In one sequence of the excellent BBC series The Gold, a character explains how the proceeds of the stolen Brinks Mat bullion is laundered through the banking system, depositing up to £400,000 cash per day in a Bristol branch of Barclays Bank, disguised as the profits of a local gold merchant.

“If this country had proper banking laws,” the character quips, “and a bank saw a company suddenly making tonnes of money, they might tell someone. But we don’t, so they won’t.”

What strikes me most is how relatively recently this held true. The heist took place in 1983, but you’d be forgiven for thinking it was far earlier. It just goes to show how far UK regulation and compliance has progressed in a short space of time.

Little wonder when events like UK Finance’s Economic Crime Congress at the Brewery, London on 30 March attract a capacity crowd comprising the who’s who of financial crime prevention from organisations including the House of Lords, Home Office, HM Treasury, National Crime Agency and others.
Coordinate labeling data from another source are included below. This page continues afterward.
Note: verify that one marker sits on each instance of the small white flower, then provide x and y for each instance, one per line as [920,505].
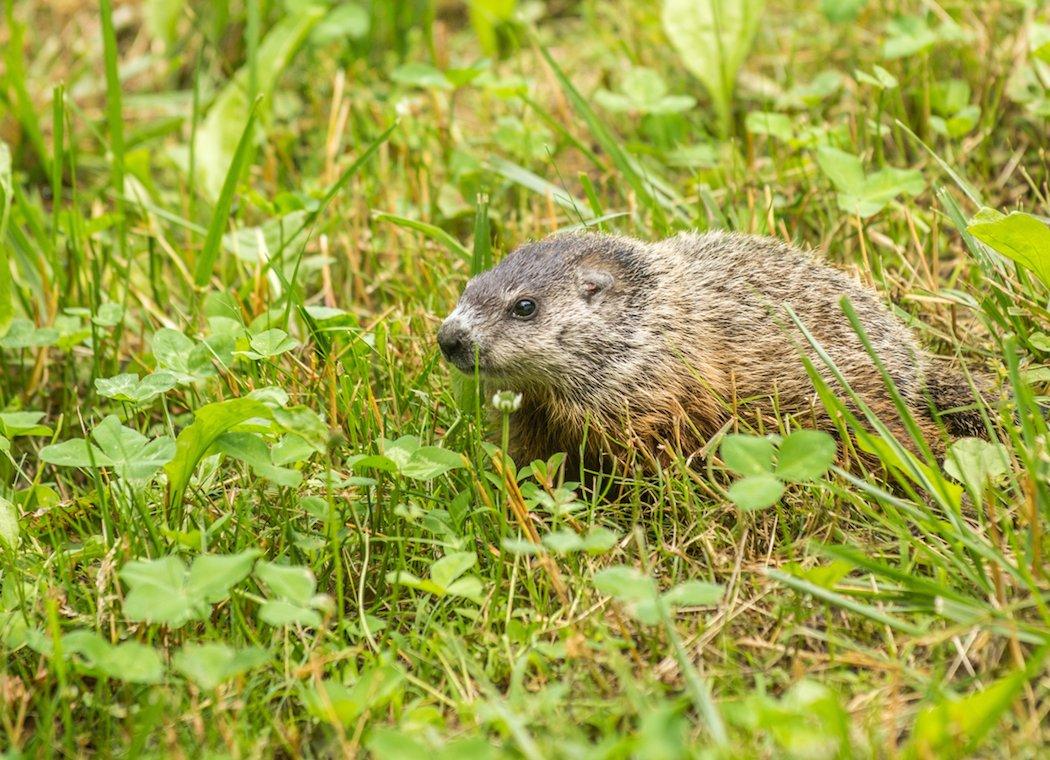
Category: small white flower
[507,401]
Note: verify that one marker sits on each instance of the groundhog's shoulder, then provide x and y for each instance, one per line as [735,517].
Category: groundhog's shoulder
[732,248]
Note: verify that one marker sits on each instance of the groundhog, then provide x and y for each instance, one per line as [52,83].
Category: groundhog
[618,346]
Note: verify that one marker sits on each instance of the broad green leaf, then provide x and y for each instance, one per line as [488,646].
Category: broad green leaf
[129,388]
[251,448]
[713,38]
[14,424]
[221,130]
[270,343]
[166,591]
[213,575]
[625,583]
[127,661]
[306,423]
[468,587]
[375,688]
[487,17]
[288,582]
[804,456]
[881,79]
[210,422]
[452,566]
[209,665]
[748,455]
[975,463]
[109,315]
[428,462]
[421,75]
[563,541]
[1019,236]
[132,456]
[865,195]
[643,91]
[776,125]
[280,613]
[756,491]
[599,540]
[75,452]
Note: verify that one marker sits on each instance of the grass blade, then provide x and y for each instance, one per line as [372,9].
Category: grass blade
[219,218]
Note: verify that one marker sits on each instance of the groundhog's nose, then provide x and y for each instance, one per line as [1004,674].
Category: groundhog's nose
[456,343]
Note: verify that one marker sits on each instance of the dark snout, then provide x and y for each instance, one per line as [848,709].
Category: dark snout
[457,343]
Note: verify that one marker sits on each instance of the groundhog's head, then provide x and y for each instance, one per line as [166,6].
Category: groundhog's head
[559,313]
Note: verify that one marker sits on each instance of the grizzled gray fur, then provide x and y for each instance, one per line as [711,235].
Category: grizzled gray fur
[620,345]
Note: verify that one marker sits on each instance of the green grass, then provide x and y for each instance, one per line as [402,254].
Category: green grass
[293,532]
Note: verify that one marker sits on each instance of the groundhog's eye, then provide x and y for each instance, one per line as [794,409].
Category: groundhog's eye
[523,309]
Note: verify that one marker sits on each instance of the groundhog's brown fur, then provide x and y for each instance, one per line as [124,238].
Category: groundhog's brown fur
[639,346]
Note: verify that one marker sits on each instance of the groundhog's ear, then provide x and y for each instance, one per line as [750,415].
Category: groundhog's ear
[594,281]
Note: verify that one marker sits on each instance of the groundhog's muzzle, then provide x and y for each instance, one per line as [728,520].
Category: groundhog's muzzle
[457,343]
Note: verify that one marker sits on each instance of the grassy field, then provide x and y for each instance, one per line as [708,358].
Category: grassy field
[247,510]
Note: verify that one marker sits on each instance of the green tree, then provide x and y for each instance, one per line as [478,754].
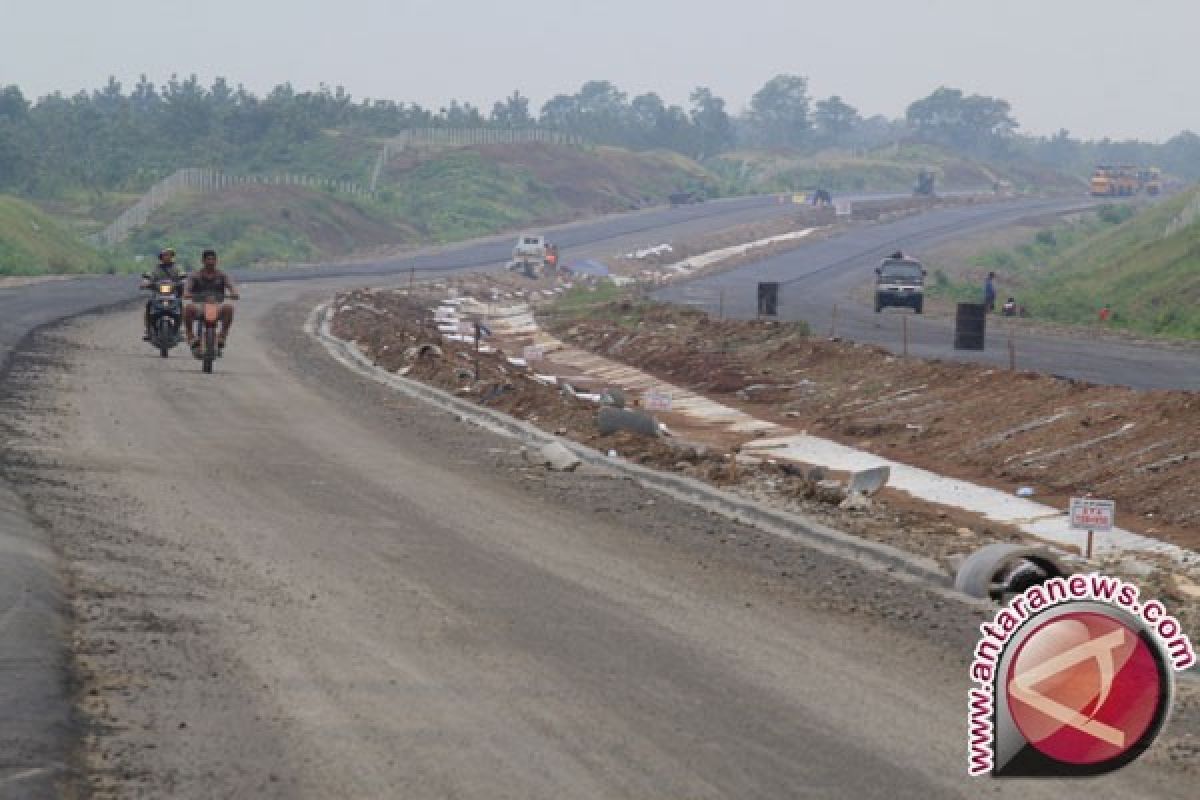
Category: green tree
[713,127]
[971,124]
[779,112]
[835,120]
[513,112]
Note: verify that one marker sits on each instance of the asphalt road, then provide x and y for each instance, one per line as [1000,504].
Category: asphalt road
[826,274]
[293,583]
[33,673]
[288,582]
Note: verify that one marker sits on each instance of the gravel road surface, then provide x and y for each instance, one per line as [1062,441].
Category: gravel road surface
[288,582]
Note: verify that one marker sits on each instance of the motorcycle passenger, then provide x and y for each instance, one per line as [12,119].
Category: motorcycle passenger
[203,284]
[166,270]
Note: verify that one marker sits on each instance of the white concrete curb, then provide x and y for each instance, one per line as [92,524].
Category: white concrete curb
[864,553]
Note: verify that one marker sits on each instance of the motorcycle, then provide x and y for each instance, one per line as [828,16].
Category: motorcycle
[166,314]
[207,331]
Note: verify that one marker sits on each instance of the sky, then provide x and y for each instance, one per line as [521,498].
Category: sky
[1096,67]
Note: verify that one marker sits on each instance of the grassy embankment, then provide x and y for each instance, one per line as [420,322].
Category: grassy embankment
[33,242]
[1146,266]
[425,197]
[888,169]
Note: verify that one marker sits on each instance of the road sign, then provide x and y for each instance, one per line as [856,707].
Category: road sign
[654,401]
[1090,513]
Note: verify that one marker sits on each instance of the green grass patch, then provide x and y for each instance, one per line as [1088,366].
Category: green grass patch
[1145,266]
[33,242]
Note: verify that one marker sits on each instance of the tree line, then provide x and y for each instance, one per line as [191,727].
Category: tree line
[112,138]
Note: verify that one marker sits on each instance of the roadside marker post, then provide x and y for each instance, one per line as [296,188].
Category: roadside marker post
[1093,516]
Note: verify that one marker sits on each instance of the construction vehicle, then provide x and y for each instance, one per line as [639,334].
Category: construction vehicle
[1115,181]
[534,257]
[900,281]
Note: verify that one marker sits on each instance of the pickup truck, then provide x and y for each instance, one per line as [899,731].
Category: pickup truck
[529,256]
[900,281]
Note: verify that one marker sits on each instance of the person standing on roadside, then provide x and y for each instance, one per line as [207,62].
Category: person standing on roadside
[989,292]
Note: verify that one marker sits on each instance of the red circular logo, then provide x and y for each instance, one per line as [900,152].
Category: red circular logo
[1084,689]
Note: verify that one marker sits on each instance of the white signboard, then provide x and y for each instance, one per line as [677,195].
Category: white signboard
[653,401]
[1089,513]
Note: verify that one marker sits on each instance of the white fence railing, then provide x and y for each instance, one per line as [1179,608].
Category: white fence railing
[211,180]
[204,180]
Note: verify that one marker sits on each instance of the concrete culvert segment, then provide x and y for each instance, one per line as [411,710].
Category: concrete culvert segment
[1001,570]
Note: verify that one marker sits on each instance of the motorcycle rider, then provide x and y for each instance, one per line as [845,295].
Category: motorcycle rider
[166,270]
[204,283]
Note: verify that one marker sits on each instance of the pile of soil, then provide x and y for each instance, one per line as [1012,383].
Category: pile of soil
[1006,429]
[856,394]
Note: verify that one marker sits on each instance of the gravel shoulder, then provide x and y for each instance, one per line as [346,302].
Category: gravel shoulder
[287,581]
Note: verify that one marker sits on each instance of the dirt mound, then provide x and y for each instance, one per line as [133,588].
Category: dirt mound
[1006,429]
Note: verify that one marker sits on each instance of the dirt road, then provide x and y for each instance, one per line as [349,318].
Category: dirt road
[289,583]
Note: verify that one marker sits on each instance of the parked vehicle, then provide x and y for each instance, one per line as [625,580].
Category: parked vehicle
[900,281]
[687,198]
[529,256]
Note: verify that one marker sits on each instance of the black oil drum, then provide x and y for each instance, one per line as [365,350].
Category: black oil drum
[970,325]
[768,299]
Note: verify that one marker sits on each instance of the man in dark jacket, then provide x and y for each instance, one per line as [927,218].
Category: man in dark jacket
[166,270]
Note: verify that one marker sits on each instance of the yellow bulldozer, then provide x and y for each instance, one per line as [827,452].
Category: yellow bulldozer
[1125,181]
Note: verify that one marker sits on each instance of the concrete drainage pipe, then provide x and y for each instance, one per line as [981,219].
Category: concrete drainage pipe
[999,571]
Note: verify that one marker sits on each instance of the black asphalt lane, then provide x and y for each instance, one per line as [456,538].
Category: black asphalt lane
[823,275]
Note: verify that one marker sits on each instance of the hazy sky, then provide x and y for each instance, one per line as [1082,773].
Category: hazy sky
[1098,67]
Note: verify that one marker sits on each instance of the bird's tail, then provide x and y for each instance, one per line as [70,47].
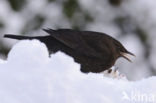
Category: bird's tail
[18,37]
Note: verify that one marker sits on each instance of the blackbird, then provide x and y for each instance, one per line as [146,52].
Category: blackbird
[94,51]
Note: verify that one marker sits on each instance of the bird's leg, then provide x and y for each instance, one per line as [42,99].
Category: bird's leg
[113,73]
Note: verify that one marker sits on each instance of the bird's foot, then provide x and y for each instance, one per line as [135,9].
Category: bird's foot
[114,73]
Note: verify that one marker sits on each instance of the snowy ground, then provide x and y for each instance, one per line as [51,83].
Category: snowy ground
[29,75]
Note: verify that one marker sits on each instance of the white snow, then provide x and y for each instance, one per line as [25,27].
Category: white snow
[29,75]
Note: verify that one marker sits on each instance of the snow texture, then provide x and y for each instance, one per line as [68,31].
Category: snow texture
[30,75]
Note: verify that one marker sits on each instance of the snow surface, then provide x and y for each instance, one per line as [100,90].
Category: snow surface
[29,75]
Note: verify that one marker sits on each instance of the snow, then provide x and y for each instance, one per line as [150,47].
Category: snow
[30,75]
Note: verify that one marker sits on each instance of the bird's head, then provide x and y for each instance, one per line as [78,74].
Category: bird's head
[122,51]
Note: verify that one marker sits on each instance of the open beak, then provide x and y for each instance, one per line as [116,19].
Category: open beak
[126,55]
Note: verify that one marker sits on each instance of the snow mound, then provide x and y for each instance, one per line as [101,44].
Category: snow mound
[30,75]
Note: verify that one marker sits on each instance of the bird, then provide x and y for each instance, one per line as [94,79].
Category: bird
[94,51]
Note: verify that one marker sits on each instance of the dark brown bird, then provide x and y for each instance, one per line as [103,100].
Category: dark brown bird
[95,51]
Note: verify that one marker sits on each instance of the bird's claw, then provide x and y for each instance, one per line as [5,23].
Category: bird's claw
[113,73]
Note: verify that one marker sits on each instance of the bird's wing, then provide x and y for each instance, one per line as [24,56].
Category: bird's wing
[74,40]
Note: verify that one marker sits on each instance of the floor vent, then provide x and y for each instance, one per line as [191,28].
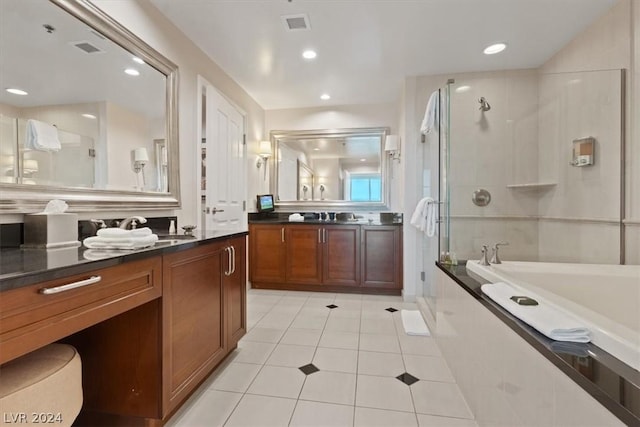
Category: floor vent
[296,22]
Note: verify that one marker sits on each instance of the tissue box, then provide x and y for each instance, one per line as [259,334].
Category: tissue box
[53,230]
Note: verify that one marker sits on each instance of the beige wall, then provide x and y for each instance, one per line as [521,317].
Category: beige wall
[150,25]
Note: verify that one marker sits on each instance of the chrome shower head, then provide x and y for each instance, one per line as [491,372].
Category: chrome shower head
[484,105]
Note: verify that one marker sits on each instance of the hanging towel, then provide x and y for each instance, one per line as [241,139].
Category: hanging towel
[42,136]
[424,216]
[548,320]
[430,120]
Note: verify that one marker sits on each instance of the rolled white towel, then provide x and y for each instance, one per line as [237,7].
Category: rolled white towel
[98,242]
[548,320]
[122,233]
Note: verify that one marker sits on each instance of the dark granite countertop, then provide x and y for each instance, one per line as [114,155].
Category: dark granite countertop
[23,267]
[613,383]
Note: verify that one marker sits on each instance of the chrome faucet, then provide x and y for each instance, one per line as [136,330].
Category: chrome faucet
[495,259]
[131,222]
[483,260]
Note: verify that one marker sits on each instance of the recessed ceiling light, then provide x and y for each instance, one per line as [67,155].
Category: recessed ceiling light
[495,48]
[17,91]
[309,54]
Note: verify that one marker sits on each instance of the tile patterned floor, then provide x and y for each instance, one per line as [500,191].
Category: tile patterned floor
[318,359]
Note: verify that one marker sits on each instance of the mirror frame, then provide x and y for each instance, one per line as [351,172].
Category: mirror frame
[276,135]
[32,198]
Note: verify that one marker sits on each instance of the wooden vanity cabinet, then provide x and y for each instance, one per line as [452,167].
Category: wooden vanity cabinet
[327,257]
[204,300]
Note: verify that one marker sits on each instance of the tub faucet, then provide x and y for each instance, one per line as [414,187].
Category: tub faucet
[484,260]
[131,222]
[495,259]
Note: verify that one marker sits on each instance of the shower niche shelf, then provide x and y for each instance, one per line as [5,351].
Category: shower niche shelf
[532,186]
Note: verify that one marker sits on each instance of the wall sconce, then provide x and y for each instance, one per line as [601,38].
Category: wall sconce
[140,159]
[264,152]
[392,146]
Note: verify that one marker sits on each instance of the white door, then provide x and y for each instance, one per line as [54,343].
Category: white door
[225,189]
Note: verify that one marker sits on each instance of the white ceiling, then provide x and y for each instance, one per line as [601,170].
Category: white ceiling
[367,47]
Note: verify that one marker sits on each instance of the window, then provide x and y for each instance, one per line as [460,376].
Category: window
[365,188]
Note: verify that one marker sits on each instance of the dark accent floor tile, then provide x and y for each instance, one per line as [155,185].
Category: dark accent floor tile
[309,369]
[407,378]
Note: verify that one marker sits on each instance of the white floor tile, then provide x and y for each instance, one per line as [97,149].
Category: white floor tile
[367,417]
[379,343]
[278,381]
[384,326]
[336,360]
[345,340]
[342,324]
[264,335]
[382,364]
[428,368]
[420,346]
[316,414]
[309,337]
[212,408]
[383,393]
[434,421]
[261,411]
[252,352]
[330,387]
[436,398]
[308,322]
[235,377]
[292,356]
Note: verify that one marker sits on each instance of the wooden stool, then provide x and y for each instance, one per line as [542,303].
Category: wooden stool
[43,387]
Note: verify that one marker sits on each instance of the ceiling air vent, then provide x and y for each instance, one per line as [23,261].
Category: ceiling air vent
[296,22]
[87,47]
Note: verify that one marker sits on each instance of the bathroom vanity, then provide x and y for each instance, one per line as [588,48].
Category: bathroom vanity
[149,325]
[333,256]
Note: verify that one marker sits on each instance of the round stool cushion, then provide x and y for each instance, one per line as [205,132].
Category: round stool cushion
[42,387]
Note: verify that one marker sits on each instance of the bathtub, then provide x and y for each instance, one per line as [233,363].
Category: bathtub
[605,297]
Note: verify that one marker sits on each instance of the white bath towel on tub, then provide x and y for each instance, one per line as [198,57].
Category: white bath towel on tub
[553,323]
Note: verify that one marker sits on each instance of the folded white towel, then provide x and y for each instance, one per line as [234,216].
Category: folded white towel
[548,320]
[430,120]
[41,136]
[99,242]
[424,216]
[413,323]
[120,232]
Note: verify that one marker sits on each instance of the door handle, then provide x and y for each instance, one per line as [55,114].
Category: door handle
[228,270]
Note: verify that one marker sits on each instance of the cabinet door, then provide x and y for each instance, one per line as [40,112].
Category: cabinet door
[193,319]
[267,253]
[341,247]
[235,290]
[304,254]
[381,257]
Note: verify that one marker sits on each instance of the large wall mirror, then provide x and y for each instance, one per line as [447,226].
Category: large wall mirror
[335,168]
[92,114]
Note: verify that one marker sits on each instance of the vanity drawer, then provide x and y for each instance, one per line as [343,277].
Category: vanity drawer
[36,315]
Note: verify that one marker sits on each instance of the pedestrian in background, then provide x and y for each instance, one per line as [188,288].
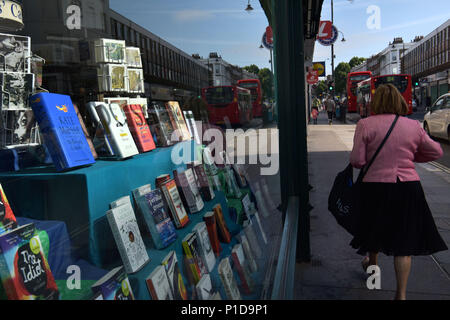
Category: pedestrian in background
[330,106]
[395,218]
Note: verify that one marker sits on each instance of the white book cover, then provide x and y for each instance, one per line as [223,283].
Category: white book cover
[205,245]
[253,241]
[135,80]
[113,77]
[128,237]
[133,57]
[248,253]
[158,284]
[204,288]
[110,51]
[117,130]
[228,280]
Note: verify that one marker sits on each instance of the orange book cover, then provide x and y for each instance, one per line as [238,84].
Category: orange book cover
[139,128]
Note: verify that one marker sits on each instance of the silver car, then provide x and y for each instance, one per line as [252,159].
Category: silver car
[437,120]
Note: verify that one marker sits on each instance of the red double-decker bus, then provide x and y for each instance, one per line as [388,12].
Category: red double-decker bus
[230,102]
[402,82]
[352,81]
[254,85]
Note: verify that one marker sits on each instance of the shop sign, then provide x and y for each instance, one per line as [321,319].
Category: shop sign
[10,16]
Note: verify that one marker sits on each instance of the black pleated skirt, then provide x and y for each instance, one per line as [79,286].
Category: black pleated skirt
[395,219]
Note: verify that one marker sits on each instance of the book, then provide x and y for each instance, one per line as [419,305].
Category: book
[117,130]
[211,226]
[61,131]
[139,128]
[204,288]
[101,142]
[158,284]
[224,233]
[239,262]
[192,126]
[203,184]
[86,134]
[7,218]
[205,248]
[109,51]
[127,236]
[135,80]
[187,187]
[112,77]
[228,280]
[115,285]
[160,124]
[177,120]
[151,207]
[15,90]
[24,269]
[15,53]
[176,282]
[133,57]
[173,201]
[249,256]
It's quite rare to come away from an event with quite so much positivity – an almost overwhelming sense that we’re on the right track as an industry. Yes, there’s still much to do, but what’s most encouraging is the wealth of practical actions surfaced from just one day’s discussion. As I journeyed home, I noted some of them:

  • A system-wide leadership is required to tackle the systemic challenge; and a collective, coordinated effort between public and private sectors: government, law enforcement, regulators, industries and charities. The language used to educate the public needs to move away from identifying the victim as the single point of failure.
     
  • The structure underpinning financial crime prevention should be outcomes-based and purpose led, designed to protect customers and wider society. We must be able to measure success against clear, consistent objectives. For its part, policing of economic crime needs to be proactive and intelligence-led, migrating further online and upstream to disrupt activity earlier in the criminal lifecycle. It must also recognise that criminals do not respect boundaries or borders – we need effective cross-jurisdictional and international agreements to share and act upon intelligence with appropriate urgency.
     
  • Our governance framework needs also to be dynamic and flexible to changing trends. Regulators and supervisors need to give businesses the assurance that they can safely dial down on low value-creating activities in order to create capacity to dial up on higher value activities and direct effort towards activities that have the greatest impact.
     
  • This battle cannot be fought alone. Regulation must widen its influence well beyond the financial services sector, to telecoms, technology, social media and others. Tightening the net on the criminals requires the mandated support of all custodians of consumers’ data. The quality of that data and the ability to share it are also absolutely vital. Whilst we welcome the forthcoming amendments to promote better data sharing for crime prevention purposes, the onus must also be on organisations to invest in the right data structure, lineage and retrieval processes to realise the benefit and to support prevention efforts. Bringing fraud and AML functions together will promote collaboration. Emphasis must be on integrating intelligence and datasets and taking a de-siloed approach to people, technology and data. through common governance, assurance and advisory.
     
  • And culture matters: the will to effectively combat economic crime and protect customers and society from its effects must be a board-level priority and engendered through cultural norms from the top, right through organisations – both in the public and private sectors.

Dramas like The Gold perfectly demonstrate the challenge: criminals operate in highly organised groups, with an established hierarchy, well-rehearsed plans and far-reaching networks. To gain the upper hand, we need to think and act with similar determination and cooperation.

The opinions expressed here are those of the authors. They do not necessarily reflect the views or positions of UK Finance or its members.